Starting with the most recognizable object, the anchor. It weighs more than 10,500 kilograms, or 23,00 lbs and is attached to 13 lengths of anchor chain. Each length is 15 fathoms or 90 feet.
The large "odd shaped" object protruding from the front of the ship is the "bulbous bow." Used in most large modern ships with long, narrow hulls such as navy vessels, freighters and passenger ships the bulb modifies water flow around the hull reducing drag and increasing stability and speed. It also improves the "islands per gallon" 🙂 extending range up to 15 percent.
The "fan things" on the side are the bow thrusters. They allow the ship to turn in port. Only used at slow speeds or when stopped, they have reversible propellers to push the ship’s bow to port (left) or to starboard (right). When the bow thrusters are operated together with the pods (located at the stern of the ship) the ship is able to move sideways or turn on a dime.
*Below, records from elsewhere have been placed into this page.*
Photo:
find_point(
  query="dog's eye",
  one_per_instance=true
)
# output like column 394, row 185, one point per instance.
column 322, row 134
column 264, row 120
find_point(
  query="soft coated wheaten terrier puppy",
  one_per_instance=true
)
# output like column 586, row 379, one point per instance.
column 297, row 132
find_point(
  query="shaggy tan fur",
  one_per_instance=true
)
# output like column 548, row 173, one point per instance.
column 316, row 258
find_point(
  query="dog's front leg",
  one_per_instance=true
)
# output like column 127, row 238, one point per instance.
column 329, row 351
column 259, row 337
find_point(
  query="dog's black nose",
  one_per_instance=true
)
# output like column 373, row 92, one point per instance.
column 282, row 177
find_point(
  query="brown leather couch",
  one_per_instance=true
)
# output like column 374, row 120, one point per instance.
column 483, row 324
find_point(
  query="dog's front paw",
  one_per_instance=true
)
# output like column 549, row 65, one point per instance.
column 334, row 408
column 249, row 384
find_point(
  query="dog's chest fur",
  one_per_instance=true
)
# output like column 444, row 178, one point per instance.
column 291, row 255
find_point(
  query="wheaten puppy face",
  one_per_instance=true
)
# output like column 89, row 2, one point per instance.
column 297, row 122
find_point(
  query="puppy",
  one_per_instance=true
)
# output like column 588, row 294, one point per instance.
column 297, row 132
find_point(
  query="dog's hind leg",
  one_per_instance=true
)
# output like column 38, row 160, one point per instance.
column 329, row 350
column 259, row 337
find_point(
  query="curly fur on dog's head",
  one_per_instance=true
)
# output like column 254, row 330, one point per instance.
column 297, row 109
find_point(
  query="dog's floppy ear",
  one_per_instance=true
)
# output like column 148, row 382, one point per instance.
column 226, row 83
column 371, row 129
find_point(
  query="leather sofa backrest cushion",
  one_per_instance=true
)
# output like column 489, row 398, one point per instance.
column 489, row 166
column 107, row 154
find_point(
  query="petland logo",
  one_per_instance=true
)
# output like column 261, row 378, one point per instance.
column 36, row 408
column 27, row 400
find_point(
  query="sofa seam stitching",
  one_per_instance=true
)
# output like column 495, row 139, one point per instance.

The last photo is taken from directly under the ship at the bottom of the hull. The 101,353 ton Destiny (the first passenger ship to have exceed 83,676 tons since the Queen Elizabeth launched in 1938) is carefully positioned and lowered on the resting blocks shown in the photo. Then the formerly submerged portions of the ship are cleaned and coated with anti-corrosive and anti-marine growth paint. They've also been using a new hull paint that reduces the ship's drag in the water.